The SenseCover cleverly fixes that problem. The cover has a window on the front to show the time, and a touch-sensitive sensor along the bottom. When you get an incoming call, you can see who is calling through the window, and the sensor is perfectly aligned with the iPhone's slide-to-answer area. Slide your finger along the sensor to answer the call, all without opening the cover. You can even talk on the phone with the front flap closed, as the SenseCover doesn't block the microphone or speaker. Plus, it's made from an ultra sleek, ultra slim material that really compliments the iPhone's style.
One of Macworld's Best of Show winners was the $349 Flir One, which is a case for the iPhone 5 and 5s that doubles as a thermal imaging camera when paired with its companion app. Though that seems a little niche, it actually can be used for a bunch of practical household uses: you can look for sources of heat loss or missing insulation, locate studs in the wall, or look for moisture leaks.
I also had a lot of fun playing with the $45 In1 Case, which is a multitool utility case for the iPhone 5 and 5s. (I keep referring to it as the Swiss Army Knife case, but maybe that's a little inaccurate.) The In1 Case has eight tools tucked inside the back cover: Two pens (one in red ink, one in blue ink), a Phillips screwdriver, a slotted screwdriver, a nail file, tweezers, little scissors, and a toothpick. It also has a build-in kickstand as an added bonus. The tools are easy to slide out when you need to use one, but stay securely in place when you don't.
Because each tool is smaller than 4-inches, the In1 Case is fully TSA compliant, so you don't have to worry about flying with this bad boy.
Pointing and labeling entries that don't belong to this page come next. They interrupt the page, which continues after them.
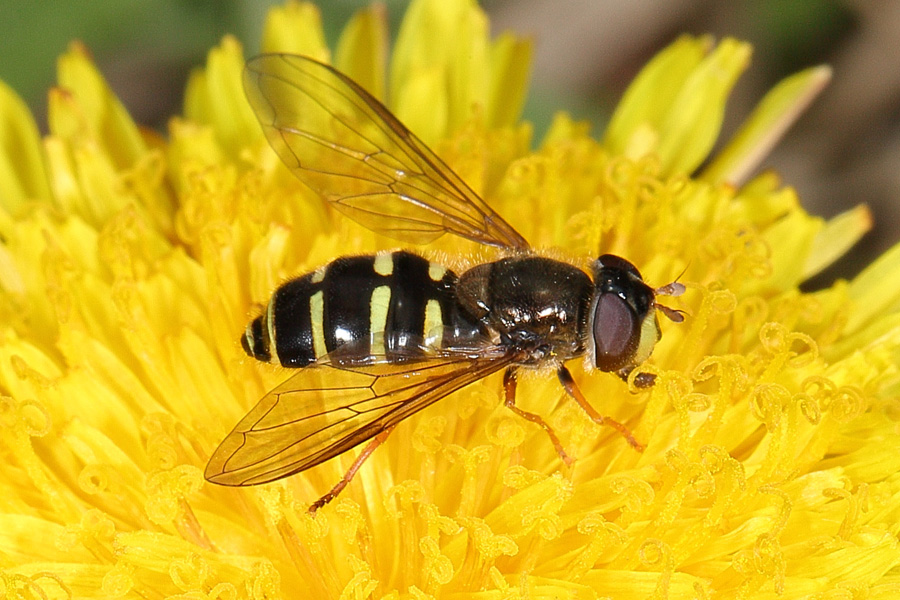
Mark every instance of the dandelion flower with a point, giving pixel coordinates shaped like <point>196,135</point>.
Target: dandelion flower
<point>129,265</point>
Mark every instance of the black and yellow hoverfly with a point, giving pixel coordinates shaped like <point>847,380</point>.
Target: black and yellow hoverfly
<point>378,338</point>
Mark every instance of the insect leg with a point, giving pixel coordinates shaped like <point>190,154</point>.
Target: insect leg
<point>345,480</point>
<point>509,386</point>
<point>565,378</point>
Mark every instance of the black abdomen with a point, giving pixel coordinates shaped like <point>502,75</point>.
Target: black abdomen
<point>375,305</point>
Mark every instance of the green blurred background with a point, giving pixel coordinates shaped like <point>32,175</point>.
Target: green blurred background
<point>846,150</point>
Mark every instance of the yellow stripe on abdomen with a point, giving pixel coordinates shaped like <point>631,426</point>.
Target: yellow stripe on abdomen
<point>378,309</point>
<point>434,324</point>
<point>316,320</point>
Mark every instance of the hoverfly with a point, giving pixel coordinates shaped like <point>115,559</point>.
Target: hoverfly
<point>378,338</point>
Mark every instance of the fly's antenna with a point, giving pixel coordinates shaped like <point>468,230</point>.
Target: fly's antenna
<point>676,288</point>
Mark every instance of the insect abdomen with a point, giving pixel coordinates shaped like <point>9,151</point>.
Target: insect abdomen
<point>386,304</point>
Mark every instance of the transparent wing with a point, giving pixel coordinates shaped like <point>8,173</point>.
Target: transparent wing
<point>347,146</point>
<point>326,409</point>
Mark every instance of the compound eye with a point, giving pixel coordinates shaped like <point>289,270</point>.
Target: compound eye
<point>616,332</point>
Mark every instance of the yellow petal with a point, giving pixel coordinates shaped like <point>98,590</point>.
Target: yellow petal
<point>839,235</point>
<point>444,43</point>
<point>651,94</point>
<point>766,125</point>
<point>295,28</point>
<point>215,96</point>
<point>362,50</point>
<point>692,123</point>
<point>101,117</point>
<point>510,72</point>
<point>22,173</point>
<point>876,291</point>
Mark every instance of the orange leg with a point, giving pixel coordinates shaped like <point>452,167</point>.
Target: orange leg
<point>509,385</point>
<point>345,480</point>
<point>565,378</point>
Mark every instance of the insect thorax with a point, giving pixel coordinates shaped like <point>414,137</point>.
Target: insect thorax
<point>537,304</point>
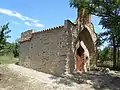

Of course, not everyone needs to search for animals in complete darkness or have a Phillips head screwdriver on them at all times. For basic protection in a colorful array of patterns, Artscase offers a ton of options.
Artscase features cases designed by artists from around the world, and you can choose the level of protection you'd like: A simple hard shell starts at $29, or you can add an inner layer of silicone for double protection at $39. If you don't see a design you like, you can create your own case, too.